Ich glaube nicht, dass der Fisch tot am Grund liegt. 


Gruß Rainer


----------



## Conny (11. Aug. 2008)

*AW: Toter Koi*

Hallo,

also in einem Teich mit Unterwasserpflanzen kann das schon eine Weile dauern. Das 2. Weibchen, das die Hatz nicht überstanden hat hing bestimmt 1 Woche im Gestrüpp. Und jetzt vermissen wir das 3. seit ca. 2 Wochen. 
Wie lange dauert es denn bis die Schwimmblase hochkommt?


----------



## Koi-Uwe (11. Aug. 2008)

*AW: Toter Koi*

Wenn tote Fische im Wasser vergammeln steigt die Bakteriendichte im Teich an, dass kann Probleme machen wenn der Teich eh auf der Kippe steht.

Also rausholen ist schon besser, nur wenn man ihn nicht sieht


----------



## Thomy67 (12. Aug. 2008)

*AW: Toter Koi*

ja hallo...
so viele 
also katze und __ Reiher sind auszuschliessen weil ein Zaun und ein 
Elektrozaun den Teichumschlissen,
na den mal abwarten ob er hoch kommt falls er noch drin ist, der kleine war ja erst ca 15cm lang 1 1/2 jährig, verfangen kann er sich nicht haben da die Unterwasserpflanzen nicht so tief sind bei mir,  danke und bald stell ich mich vor, bin im moment bisschen im Schuss...
Grüsse aus der CH
Thomy


----------



## chromis (12. Aug. 2008)

*AW: Toter Koi*

Hi,

bei 15cm Fisch und 14.000l Wasser würe ich mir keine Sorgen machen, wenn der Teich funktioniert und nicht gerade am kippen ist.


----------



## Thomy67 (12. Aug. 2008)

*AW: Toter Koi*

ja hallo..

der Teich ist soweit stabiel,

hoff ich zumindest bei den Wasserwerten:
KH:5..    PH:7..     GH:7..     Nitrit NO2:0,0025..    O2:5..    Fe:0,05..   
Nitrat NO2: 10...   der Teich ist jetzt 1 1/4 jahr alt..

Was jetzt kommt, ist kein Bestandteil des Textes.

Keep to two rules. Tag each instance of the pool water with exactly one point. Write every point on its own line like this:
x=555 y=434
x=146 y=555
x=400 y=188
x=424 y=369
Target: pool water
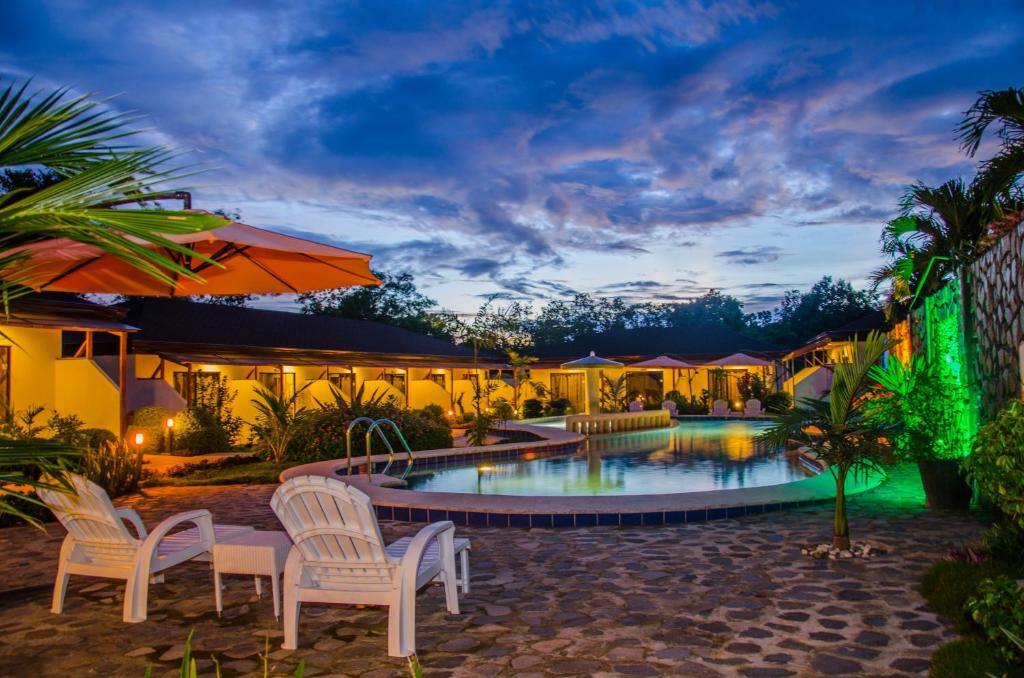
x=691 y=457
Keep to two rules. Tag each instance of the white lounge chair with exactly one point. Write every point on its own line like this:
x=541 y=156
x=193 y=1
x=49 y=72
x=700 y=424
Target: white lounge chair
x=720 y=409
x=340 y=557
x=98 y=544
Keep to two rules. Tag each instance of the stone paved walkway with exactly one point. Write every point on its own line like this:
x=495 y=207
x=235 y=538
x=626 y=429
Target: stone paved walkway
x=723 y=598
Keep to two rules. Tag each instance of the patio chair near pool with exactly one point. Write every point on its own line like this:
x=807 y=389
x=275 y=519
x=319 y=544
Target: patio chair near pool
x=340 y=557
x=98 y=543
x=753 y=408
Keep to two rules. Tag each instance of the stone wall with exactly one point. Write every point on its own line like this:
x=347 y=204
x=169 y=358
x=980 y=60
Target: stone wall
x=996 y=283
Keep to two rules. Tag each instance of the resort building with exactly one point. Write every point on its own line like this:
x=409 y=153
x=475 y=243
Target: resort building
x=181 y=346
x=719 y=359
x=49 y=362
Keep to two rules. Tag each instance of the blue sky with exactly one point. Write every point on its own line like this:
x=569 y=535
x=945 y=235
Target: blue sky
x=531 y=150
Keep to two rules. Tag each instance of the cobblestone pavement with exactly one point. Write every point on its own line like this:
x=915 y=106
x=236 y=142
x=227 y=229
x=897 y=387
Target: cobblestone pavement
x=723 y=598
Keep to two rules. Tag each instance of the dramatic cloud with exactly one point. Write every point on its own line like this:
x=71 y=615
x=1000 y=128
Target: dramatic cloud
x=536 y=150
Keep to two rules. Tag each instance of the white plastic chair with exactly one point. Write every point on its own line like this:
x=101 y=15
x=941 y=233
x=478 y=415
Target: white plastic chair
x=340 y=557
x=98 y=544
x=753 y=408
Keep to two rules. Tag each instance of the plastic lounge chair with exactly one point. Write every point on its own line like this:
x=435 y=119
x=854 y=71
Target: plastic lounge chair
x=98 y=543
x=720 y=409
x=340 y=557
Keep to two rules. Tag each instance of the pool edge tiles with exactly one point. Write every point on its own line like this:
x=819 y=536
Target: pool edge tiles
x=580 y=511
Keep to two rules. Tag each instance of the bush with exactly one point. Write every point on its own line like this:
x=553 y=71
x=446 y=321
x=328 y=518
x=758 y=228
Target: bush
x=997 y=608
x=997 y=462
x=323 y=433
x=777 y=403
x=114 y=466
x=205 y=431
x=152 y=422
x=532 y=409
x=436 y=413
x=557 y=407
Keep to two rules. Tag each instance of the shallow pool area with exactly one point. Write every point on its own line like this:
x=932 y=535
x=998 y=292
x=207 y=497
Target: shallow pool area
x=694 y=456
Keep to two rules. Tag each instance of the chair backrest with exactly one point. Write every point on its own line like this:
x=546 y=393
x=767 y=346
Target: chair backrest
x=334 y=525
x=99 y=534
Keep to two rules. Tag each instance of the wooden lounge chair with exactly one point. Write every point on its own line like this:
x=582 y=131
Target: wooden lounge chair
x=753 y=408
x=340 y=557
x=98 y=543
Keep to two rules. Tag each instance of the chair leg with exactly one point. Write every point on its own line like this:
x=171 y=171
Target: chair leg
x=136 y=596
x=291 y=619
x=59 y=588
x=464 y=556
x=216 y=592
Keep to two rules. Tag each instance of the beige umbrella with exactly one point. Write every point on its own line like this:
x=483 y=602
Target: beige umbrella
x=251 y=261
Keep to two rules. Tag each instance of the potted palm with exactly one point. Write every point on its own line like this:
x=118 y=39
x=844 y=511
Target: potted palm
x=839 y=428
x=927 y=411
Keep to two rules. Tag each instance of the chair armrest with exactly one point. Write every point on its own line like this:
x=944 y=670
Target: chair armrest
x=203 y=520
x=442 y=531
x=131 y=516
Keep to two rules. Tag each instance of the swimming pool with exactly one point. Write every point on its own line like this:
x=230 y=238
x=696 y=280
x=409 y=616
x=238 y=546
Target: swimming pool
x=694 y=456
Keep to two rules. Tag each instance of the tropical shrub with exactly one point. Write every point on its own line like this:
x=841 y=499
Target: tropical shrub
x=117 y=467
x=840 y=429
x=531 y=409
x=996 y=464
x=322 y=435
x=278 y=421
x=477 y=433
x=998 y=608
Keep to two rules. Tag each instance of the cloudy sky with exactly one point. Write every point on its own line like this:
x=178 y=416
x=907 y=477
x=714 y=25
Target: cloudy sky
x=535 y=149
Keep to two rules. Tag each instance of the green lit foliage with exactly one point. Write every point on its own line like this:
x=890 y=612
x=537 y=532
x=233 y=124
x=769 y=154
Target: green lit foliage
x=996 y=464
x=998 y=608
x=927 y=408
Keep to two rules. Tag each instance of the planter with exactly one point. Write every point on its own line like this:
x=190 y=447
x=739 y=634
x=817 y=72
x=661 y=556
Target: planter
x=944 y=486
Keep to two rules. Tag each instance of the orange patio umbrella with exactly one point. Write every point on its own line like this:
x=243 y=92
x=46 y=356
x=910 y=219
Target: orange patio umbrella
x=252 y=261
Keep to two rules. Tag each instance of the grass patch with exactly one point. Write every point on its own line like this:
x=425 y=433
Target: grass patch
x=947 y=585
x=970 y=657
x=248 y=472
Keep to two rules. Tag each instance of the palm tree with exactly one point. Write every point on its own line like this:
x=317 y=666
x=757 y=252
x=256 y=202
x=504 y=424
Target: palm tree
x=938 y=231
x=839 y=428
x=278 y=421
x=1005 y=109
x=84 y=143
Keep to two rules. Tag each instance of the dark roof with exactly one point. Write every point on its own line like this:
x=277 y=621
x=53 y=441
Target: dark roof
x=64 y=311
x=694 y=342
x=187 y=331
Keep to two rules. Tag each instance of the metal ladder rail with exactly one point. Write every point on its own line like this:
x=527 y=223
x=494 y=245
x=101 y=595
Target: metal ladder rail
x=348 y=442
x=377 y=425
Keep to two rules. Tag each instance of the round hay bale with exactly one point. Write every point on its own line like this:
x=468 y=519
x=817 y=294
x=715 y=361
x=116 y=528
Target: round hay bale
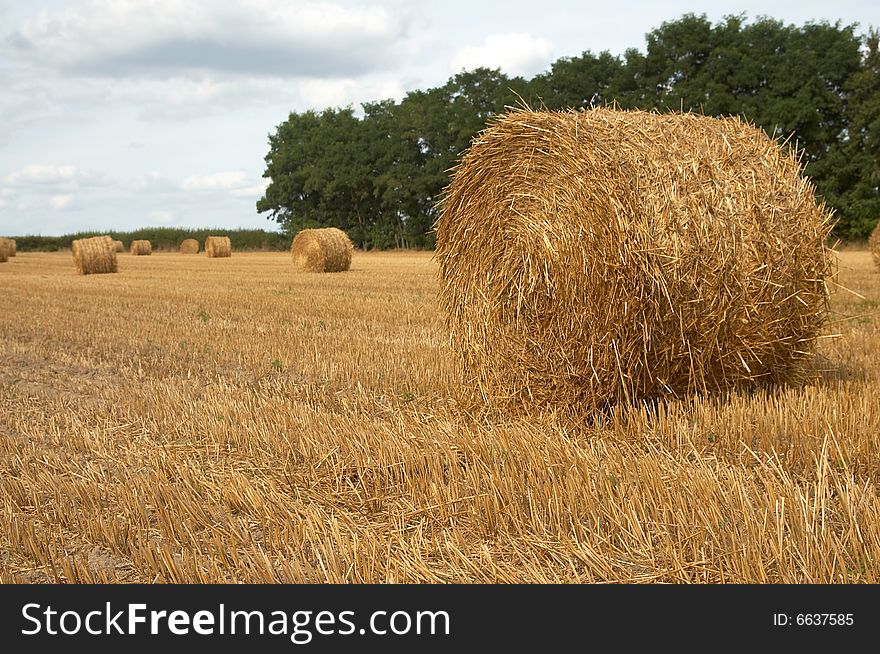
x=218 y=246
x=9 y=245
x=321 y=250
x=189 y=246
x=94 y=255
x=140 y=248
x=588 y=258
x=874 y=245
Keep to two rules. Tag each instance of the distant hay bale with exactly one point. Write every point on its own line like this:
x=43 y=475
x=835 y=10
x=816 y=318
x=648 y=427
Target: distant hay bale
x=218 y=246
x=321 y=250
x=874 y=245
x=588 y=258
x=94 y=255
x=9 y=245
x=140 y=248
x=189 y=246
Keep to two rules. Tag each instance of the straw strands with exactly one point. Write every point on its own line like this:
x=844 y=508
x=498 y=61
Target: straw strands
x=218 y=246
x=588 y=258
x=874 y=245
x=321 y=250
x=94 y=255
x=189 y=246
x=141 y=248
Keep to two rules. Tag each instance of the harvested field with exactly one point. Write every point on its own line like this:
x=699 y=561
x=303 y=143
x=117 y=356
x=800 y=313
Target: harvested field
x=238 y=423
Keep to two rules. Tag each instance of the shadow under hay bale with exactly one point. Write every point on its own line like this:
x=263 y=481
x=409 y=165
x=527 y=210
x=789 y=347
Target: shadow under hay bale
x=141 y=248
x=874 y=245
x=597 y=257
x=218 y=246
x=189 y=246
x=94 y=255
x=321 y=250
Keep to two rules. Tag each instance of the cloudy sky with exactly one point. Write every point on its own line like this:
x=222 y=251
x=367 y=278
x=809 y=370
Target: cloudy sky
x=119 y=114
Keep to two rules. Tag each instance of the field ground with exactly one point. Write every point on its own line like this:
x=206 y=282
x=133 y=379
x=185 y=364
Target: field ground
x=229 y=420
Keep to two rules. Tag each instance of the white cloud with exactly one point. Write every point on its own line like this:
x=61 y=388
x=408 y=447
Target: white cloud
x=162 y=217
x=514 y=54
x=343 y=92
x=255 y=191
x=224 y=181
x=255 y=36
x=61 y=201
x=36 y=174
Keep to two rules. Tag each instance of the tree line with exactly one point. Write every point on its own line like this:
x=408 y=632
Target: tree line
x=379 y=173
x=163 y=238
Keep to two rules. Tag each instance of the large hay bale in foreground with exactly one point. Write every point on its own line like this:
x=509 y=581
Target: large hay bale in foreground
x=94 y=255
x=874 y=245
x=588 y=258
x=189 y=246
x=321 y=250
x=140 y=248
x=218 y=246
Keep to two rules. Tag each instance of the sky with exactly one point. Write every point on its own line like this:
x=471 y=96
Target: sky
x=121 y=114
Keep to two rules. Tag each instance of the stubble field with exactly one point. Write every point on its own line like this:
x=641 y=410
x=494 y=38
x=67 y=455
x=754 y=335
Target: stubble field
x=230 y=420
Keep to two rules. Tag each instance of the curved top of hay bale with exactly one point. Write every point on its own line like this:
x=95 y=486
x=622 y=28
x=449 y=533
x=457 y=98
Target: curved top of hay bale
x=189 y=246
x=94 y=255
x=598 y=256
x=141 y=247
x=218 y=246
x=9 y=245
x=326 y=249
x=874 y=245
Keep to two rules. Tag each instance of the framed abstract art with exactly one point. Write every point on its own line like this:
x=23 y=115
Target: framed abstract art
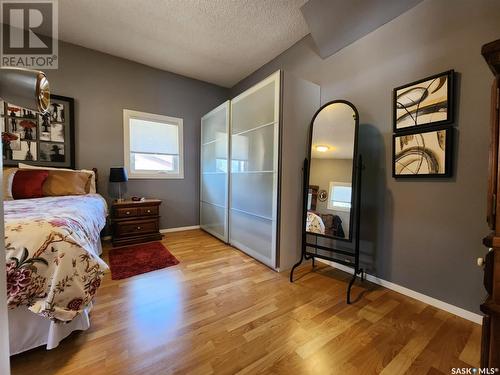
x=424 y=103
x=425 y=153
x=42 y=140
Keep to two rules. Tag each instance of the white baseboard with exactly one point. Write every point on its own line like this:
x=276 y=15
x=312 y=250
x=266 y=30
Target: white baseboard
x=179 y=229
x=473 y=317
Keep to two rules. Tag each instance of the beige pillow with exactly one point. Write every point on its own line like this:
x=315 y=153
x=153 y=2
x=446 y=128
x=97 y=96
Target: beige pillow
x=8 y=177
x=92 y=189
x=65 y=183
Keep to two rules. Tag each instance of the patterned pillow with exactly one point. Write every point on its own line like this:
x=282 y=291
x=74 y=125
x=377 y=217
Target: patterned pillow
x=28 y=184
x=8 y=177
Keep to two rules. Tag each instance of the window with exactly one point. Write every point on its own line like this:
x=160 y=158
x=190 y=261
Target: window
x=339 y=198
x=153 y=145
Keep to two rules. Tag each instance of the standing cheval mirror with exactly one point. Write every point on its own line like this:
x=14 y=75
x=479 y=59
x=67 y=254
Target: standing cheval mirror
x=332 y=189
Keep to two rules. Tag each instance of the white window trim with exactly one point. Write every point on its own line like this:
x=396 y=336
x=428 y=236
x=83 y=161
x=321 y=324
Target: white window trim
x=129 y=114
x=329 y=204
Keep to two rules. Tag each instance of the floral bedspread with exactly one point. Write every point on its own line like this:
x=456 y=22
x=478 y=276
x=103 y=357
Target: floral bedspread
x=52 y=243
x=314 y=224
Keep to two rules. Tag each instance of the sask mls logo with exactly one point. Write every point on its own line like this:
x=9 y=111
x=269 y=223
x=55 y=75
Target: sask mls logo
x=29 y=34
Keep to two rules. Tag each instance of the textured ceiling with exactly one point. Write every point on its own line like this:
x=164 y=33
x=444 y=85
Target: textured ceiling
x=335 y=24
x=218 y=41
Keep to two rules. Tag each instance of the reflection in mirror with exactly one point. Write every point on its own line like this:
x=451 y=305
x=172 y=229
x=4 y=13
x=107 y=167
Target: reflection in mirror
x=331 y=171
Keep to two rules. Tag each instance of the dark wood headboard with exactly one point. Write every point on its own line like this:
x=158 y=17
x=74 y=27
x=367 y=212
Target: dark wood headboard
x=96 y=179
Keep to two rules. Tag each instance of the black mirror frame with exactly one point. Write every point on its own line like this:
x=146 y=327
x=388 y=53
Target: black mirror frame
x=354 y=162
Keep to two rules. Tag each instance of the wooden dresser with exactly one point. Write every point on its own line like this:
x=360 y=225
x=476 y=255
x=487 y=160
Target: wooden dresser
x=490 y=345
x=135 y=222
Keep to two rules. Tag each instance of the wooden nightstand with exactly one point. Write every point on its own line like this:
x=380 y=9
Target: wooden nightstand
x=135 y=222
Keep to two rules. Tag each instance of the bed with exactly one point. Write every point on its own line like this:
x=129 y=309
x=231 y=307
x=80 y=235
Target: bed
x=314 y=223
x=53 y=266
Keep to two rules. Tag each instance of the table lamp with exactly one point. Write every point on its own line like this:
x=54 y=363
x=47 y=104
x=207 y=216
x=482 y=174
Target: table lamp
x=118 y=175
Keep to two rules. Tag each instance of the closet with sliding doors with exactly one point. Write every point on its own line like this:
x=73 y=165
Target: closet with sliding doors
x=252 y=151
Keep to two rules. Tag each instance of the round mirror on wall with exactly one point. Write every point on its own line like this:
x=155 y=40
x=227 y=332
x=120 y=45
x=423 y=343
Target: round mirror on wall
x=333 y=154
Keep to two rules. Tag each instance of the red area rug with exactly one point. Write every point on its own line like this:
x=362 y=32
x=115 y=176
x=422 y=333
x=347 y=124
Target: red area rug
x=133 y=260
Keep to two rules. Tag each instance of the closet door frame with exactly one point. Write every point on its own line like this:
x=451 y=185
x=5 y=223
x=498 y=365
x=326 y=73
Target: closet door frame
x=227 y=106
x=276 y=78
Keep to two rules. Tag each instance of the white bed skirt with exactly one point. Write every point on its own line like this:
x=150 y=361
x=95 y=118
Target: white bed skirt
x=28 y=331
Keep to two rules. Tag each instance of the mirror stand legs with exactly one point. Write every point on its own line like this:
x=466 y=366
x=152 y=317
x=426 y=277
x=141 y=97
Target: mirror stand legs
x=356 y=271
x=295 y=266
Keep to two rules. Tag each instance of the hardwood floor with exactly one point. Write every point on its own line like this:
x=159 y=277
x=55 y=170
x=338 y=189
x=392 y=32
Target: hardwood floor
x=221 y=312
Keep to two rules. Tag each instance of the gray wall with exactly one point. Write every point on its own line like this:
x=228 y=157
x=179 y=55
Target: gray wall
x=324 y=171
x=103 y=86
x=422 y=234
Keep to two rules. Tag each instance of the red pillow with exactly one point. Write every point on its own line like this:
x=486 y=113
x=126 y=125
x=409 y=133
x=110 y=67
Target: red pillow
x=28 y=183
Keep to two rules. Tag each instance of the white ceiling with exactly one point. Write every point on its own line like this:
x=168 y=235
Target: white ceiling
x=218 y=41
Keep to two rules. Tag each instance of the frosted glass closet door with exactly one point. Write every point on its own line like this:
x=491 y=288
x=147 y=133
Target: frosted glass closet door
x=214 y=172
x=254 y=170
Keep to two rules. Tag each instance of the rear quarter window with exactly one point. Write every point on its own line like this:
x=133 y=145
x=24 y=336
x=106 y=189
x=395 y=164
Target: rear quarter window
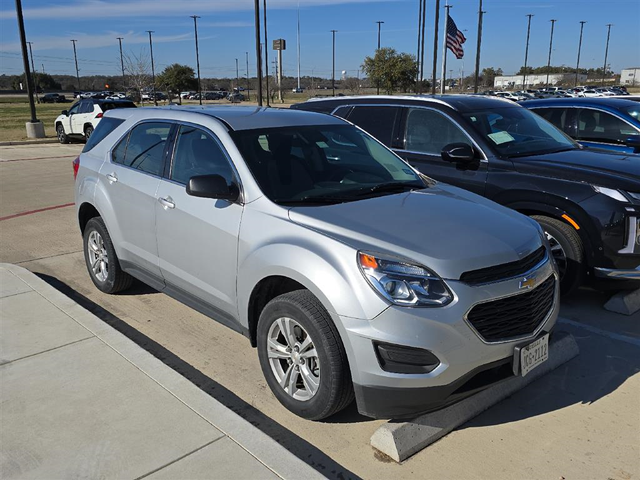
x=104 y=128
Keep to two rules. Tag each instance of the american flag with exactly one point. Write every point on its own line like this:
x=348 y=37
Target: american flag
x=455 y=39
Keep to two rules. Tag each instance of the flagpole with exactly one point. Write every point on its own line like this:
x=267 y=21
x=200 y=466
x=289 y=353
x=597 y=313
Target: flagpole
x=444 y=49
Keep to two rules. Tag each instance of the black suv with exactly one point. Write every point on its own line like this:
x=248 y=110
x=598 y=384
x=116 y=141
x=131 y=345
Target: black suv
x=587 y=201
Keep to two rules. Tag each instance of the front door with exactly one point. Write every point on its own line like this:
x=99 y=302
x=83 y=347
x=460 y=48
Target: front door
x=198 y=237
x=426 y=133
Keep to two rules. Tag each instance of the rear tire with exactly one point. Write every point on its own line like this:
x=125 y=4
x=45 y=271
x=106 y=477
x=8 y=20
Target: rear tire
x=567 y=250
x=101 y=259
x=62 y=136
x=329 y=390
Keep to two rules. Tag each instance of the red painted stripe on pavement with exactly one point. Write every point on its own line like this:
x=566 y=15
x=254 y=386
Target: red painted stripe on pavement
x=36 y=158
x=30 y=212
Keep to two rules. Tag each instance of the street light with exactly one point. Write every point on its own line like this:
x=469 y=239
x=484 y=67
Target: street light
x=195 y=28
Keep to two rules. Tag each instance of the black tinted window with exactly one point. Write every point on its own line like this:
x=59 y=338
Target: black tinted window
x=143 y=148
x=197 y=153
x=377 y=121
x=104 y=128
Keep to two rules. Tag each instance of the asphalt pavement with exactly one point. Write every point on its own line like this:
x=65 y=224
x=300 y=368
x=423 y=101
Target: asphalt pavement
x=581 y=421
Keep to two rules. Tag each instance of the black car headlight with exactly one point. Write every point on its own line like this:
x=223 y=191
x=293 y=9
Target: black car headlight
x=402 y=283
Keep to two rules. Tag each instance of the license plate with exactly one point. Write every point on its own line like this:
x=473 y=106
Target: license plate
x=534 y=354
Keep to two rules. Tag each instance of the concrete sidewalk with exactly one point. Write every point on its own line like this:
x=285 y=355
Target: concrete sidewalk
x=80 y=400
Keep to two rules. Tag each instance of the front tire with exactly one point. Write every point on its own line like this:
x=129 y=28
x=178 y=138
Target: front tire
x=101 y=259
x=60 y=133
x=302 y=356
x=567 y=251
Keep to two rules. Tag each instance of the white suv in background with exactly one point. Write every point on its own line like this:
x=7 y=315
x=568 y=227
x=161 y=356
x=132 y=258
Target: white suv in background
x=83 y=117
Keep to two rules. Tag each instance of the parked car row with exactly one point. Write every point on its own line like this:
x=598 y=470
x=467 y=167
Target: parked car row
x=408 y=267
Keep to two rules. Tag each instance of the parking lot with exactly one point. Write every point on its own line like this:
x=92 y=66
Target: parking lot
x=581 y=421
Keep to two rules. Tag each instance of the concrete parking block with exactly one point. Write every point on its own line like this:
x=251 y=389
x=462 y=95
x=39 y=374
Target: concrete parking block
x=35 y=325
x=11 y=285
x=400 y=440
x=626 y=303
x=91 y=414
x=212 y=461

hatte ne zeitlang zu hohe PH Werte (9) hoff sie bleiben jetzt tief,  habe gelesen das Torf im Strumpf die PH werte sinken lässt was habt ihr für erfahrungen,
Chemie will ich keine 
werde euer Forum noch durchstöbern 

lg aus der CH
Thomy


----------



## Thomy67 (12. Aug. 2008)

*AW: Toter Koi*

Danke für eure Antworten...
denke ab morgen komm ich dazu meine
Vorstellung von mir und meinem Teich vorzunehmen :beeten


----------



## Thomy67 (16. Aug. 2008)

*AW: Toter Koi*

so der Koi ist nicht wieder aufgetaucht,
es riecht auch nicht mehr nach verwesung,
denke die sache hat sich erledigt und mache das hier zu,

danke für die antworten...  
Thomy


----------